= Battle at Herdaler =

Battle in Finland

The Battle at Herdaler was a battle between the Norse Viking leader Olav Haraldsson (later King Olaf II of Norway, also Saint Olaf) and local Finnish people at Herdaler in Finland around years 1007/8. The Saga of Olaf Haraldson tells how Olav raided the coasts of Finland and was almost killed in the battle.

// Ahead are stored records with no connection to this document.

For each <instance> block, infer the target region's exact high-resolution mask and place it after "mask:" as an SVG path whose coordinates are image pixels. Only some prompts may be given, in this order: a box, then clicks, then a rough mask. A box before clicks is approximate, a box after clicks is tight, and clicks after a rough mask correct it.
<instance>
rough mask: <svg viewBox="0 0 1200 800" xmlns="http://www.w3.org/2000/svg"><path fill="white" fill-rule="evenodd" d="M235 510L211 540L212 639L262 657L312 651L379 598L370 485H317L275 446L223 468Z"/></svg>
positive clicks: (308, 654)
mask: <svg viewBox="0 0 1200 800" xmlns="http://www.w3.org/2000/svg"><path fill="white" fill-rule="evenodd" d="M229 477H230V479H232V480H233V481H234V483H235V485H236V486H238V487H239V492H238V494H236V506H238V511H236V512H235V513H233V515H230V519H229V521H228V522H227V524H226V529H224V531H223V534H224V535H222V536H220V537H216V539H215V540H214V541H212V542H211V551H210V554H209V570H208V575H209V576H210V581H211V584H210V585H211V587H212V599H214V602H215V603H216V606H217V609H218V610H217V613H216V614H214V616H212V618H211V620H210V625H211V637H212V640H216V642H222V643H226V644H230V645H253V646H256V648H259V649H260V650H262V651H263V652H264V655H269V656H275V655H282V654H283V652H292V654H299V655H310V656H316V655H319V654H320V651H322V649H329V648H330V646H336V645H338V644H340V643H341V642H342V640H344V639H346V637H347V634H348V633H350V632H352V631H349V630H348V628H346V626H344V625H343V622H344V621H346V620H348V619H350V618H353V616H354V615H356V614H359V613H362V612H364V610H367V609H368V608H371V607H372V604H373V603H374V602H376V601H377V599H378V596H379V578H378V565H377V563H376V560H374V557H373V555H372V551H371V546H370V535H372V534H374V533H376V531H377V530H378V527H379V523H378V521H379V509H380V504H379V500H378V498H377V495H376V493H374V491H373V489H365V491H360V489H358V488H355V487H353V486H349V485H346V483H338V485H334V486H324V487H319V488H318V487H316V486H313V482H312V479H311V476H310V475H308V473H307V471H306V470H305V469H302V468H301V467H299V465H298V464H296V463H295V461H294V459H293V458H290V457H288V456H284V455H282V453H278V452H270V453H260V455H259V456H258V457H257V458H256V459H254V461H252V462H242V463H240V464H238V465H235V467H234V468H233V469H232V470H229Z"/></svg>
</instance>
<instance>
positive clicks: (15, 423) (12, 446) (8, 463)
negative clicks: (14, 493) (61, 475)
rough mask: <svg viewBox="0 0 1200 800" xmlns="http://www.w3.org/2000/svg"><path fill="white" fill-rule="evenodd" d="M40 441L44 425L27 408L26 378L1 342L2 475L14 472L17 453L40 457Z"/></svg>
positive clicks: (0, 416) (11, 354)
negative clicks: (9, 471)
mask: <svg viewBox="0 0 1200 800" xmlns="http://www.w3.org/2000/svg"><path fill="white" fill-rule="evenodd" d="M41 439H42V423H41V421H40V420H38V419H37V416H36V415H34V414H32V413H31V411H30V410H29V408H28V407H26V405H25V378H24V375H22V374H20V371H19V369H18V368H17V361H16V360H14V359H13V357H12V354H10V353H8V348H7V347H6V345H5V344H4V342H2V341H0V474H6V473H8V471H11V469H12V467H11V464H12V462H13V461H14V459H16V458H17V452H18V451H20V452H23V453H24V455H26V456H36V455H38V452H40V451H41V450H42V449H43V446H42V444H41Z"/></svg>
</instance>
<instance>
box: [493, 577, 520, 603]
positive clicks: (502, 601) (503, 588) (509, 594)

After this they sailed to Finland and plundered there, and went

up the country. All the people fled to the forest, and they had

emptied their houses of all household goods. The king went far

up the country, and through some woods, and came to some

dwellings in a valley called Herdaler, -- where, however, they

made but small booty, and saw no people; and as it was getting

late in the day, the king turned back to his ships. Now when

they came into the woods again people rushed upon them from all

quarters, and made a severe attack. The king told his men to

cover themselves with their shields, but before they got out of

the woods he lost many people, and many were wounded; but at

last, late in the evening, he got to the ships. The Finlanders

conjured up in the night, by their witchcraft, a dreadful storm

and bad weather on the sea; but the king ordered the anchors to

be weighed and sail hoisted, and beat off all night to the

outside of the land. The king's luck prevailed more than the

Finlanders' witchcraft; for he had the luck to beat round the

Balagard's side in the night. and so got out to sea. But the

Finnish army proceeded on land, making the same progress as the

king made with his ships. So says Sigvat: --

"The third fight was at Herdaler, where

The men of Finland met in war

The hero of the royal race,

With ringing sword-blades face to face.

Off Balagard's shore the waves

Ran hollow; but the sea-king saves

His hard-pressed ship, and gains the lee

Of the east coast through the wild sea."

The location of "Herdaler" in Finland is not certain. The expedition's possible place could have been in Uusimaa in Hirdal in the present-day town of Inkoo. That makes it the first mentioning of a place located in present-day Finland in historical literature.